"Oh, Mr. Brand!" and here the breath gave out again and she sank exhausted into the chair which Elsie pushed up to her.
"You are sick? Somebody has insulted or hurt you? What is the matter, Kitty?" she asked.
"Oh, no, no!" at last the school-mistress mustered breath to say, at short, jerky intervals. "Nothing ails me, except that I am out of breath; but your son, Mr. Brand."
"Well, what of him?" asked the old man, his tone sharp and angry and his brow frowning, confident that the coming information must have some connection with the disgraceful report of the morning—that Kitty Hood had only run herself out of breath in her anxiety to tell his family unwelcome news that they already knew too well.
"Oh, sir, Mr. Carlton—your poor brother, Elsie!—is dead!"
"Dead!" The word had two echoes—one, from the lips of Robert Brand, little else than a groan; and the other from poor tortured Elsie, compounded between groan and shriek.
"Oh, yes, how can I tell it?" the young school-mistress went on, as fast as her broken breath would allow. "I found him lying dead, only a little while ago, by the gate, down at the blind-road, as I came across from school; and I have run all the way here to tell you!"
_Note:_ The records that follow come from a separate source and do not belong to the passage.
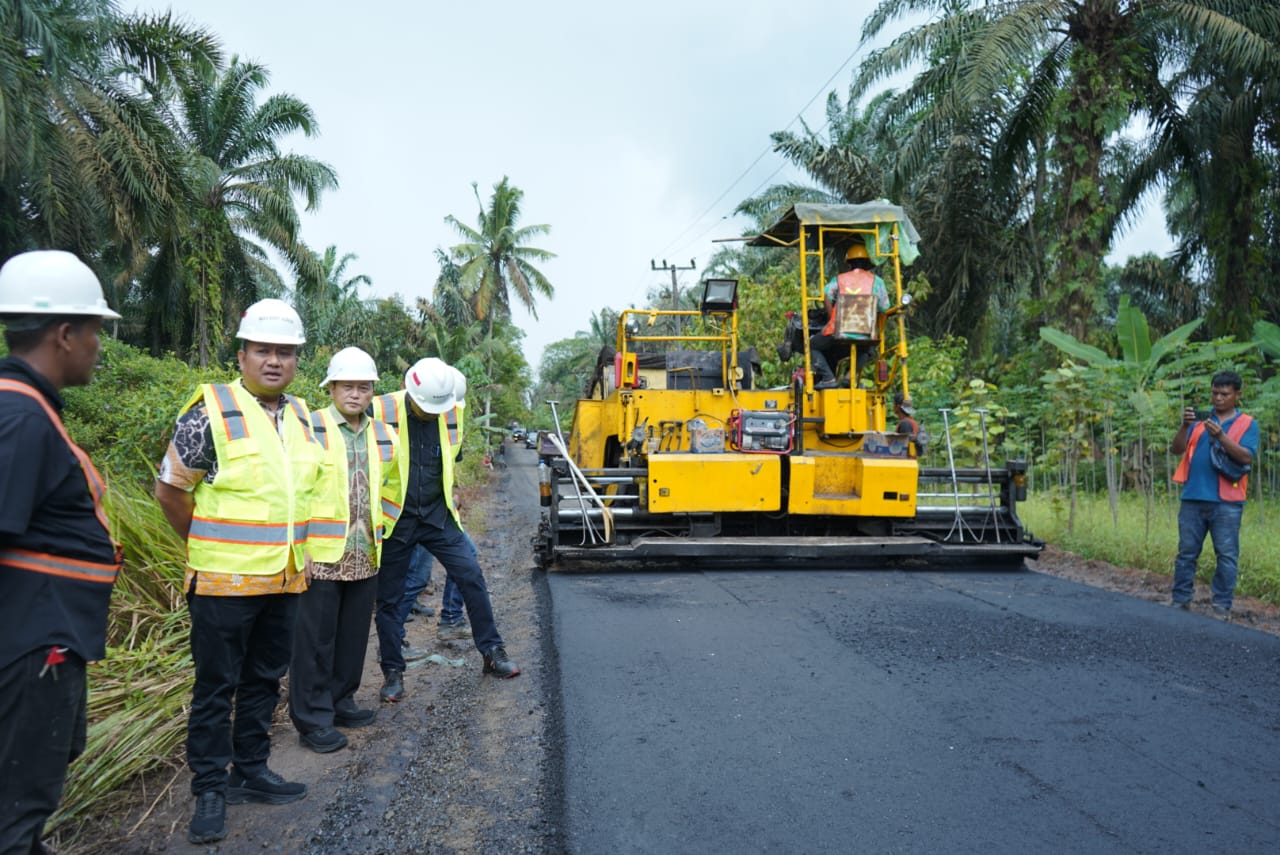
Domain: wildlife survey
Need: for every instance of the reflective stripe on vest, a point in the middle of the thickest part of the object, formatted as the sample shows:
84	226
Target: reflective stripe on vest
384	442
92	479
247	533
300	411
1226	490
40	562
451	424
387	408
319	431
233	417
849	283
392	511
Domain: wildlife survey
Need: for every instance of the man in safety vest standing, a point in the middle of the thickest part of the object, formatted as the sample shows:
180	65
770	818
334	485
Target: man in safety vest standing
359	480
452	625
853	300
58	561
237	485
428	440
1212	502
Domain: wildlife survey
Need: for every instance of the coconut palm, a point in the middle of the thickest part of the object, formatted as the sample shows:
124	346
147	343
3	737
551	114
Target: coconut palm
211	260
496	261
330	306
1214	145
1087	62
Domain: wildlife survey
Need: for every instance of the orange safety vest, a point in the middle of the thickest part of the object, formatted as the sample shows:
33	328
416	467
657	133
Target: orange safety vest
851	283
40	562
1226	490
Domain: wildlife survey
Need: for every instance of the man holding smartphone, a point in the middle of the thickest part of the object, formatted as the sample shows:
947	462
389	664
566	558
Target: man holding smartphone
1212	501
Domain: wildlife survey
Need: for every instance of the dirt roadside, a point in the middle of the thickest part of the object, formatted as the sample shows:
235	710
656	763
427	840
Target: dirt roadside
1147	585
466	763
460	766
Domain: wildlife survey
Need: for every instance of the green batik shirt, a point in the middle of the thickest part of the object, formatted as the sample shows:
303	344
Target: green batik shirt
357	561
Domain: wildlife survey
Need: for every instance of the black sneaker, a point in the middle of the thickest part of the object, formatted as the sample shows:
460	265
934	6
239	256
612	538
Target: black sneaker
209	821
393	687
499	664
353	717
323	740
268	789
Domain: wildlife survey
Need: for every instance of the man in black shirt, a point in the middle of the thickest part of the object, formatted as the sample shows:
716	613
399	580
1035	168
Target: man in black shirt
58	562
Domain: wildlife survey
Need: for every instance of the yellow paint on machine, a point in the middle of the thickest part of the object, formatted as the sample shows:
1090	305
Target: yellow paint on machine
686	483
853	485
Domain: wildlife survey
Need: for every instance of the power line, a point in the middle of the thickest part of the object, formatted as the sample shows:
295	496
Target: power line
762	155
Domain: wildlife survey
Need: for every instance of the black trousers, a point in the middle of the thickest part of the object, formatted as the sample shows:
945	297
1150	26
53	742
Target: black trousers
241	647
329	641
452	548
42	731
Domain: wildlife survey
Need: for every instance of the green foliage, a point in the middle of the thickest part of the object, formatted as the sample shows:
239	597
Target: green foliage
124	417
137	702
1127	540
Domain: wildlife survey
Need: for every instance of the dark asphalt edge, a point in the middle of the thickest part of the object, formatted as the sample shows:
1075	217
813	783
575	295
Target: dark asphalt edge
553	728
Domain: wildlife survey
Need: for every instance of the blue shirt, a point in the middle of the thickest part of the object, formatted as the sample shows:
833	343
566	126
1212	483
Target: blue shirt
1202	478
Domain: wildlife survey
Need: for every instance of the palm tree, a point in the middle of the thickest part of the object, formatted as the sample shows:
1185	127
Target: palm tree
86	159
1215	147
330	306
1087	60
496	260
211	261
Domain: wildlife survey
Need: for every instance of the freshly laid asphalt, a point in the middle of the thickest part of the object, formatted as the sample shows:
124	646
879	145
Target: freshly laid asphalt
908	712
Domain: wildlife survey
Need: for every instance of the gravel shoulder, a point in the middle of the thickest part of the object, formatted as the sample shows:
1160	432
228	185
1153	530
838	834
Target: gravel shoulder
460	766
1147	585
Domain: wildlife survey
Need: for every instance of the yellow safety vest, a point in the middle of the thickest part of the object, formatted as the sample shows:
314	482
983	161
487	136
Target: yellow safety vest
257	510
330	508
392	408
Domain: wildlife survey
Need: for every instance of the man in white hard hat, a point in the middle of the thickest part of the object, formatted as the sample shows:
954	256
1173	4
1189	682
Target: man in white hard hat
237	485
58	562
346	544
424	414
452	625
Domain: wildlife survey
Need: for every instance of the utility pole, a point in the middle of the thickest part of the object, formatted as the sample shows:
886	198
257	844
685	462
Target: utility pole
675	288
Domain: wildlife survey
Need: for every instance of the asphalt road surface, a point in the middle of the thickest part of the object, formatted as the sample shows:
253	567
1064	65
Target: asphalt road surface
908	712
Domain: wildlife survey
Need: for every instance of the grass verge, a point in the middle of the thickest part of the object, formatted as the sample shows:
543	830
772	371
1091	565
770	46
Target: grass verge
1144	534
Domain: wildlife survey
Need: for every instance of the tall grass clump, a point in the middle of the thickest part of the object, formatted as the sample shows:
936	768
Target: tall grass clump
138	694
1144	535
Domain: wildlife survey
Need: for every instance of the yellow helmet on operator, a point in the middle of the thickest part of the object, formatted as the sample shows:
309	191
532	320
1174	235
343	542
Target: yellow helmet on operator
856	251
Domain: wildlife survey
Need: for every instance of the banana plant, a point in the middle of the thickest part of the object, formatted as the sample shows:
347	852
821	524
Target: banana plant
1142	362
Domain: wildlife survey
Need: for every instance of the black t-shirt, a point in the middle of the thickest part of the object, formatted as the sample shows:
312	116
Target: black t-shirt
46	508
424	499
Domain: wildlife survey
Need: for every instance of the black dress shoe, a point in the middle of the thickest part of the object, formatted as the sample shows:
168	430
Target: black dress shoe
499	664
323	740
355	717
393	687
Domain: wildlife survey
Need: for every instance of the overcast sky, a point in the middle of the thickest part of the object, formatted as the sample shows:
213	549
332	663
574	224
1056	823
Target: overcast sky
634	131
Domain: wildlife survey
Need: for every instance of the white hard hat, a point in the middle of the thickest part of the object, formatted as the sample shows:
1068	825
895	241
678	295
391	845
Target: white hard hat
460	387
430	383
272	321
351	364
50	282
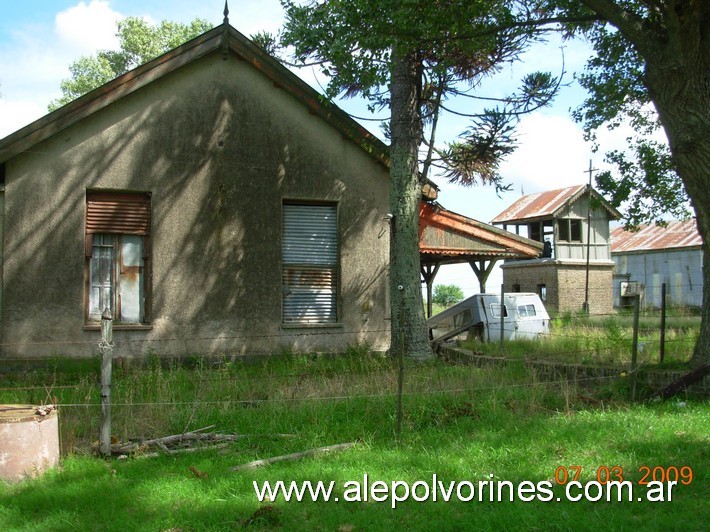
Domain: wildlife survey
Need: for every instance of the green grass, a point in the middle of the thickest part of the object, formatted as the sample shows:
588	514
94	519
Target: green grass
462	423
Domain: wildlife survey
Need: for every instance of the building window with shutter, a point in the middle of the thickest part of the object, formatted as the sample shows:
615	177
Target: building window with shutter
118	256
309	251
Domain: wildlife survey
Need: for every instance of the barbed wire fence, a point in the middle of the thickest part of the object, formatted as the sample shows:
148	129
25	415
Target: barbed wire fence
420	381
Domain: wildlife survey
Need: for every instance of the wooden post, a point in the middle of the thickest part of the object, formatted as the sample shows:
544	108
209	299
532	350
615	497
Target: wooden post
106	348
663	321
634	346
502	314
400	377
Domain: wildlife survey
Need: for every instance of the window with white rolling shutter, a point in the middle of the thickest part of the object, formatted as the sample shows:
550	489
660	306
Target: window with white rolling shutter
309	253
118	255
"My poor brother dead! oh, Carlton!" moaned Elsie Brand; then, but an instant after, and before the old man had found time to speak again, the curse came up in connection with the bereavement and she broke out, hysterically: "See what you have done, father! You wished poor Carlton dead, and now you have your cruel wish! Oh, my poor, poor brother!"
"Silence, girl!" spoke Robert Brand, sharply, with a not unnatural dislike to have the school-mistress made aware of what had so lately passed. The old man was terribly affected, but he managed to control himself and to speak with some approach to calmness.
"You are sure, Kitty, that you saw my son lying dead?"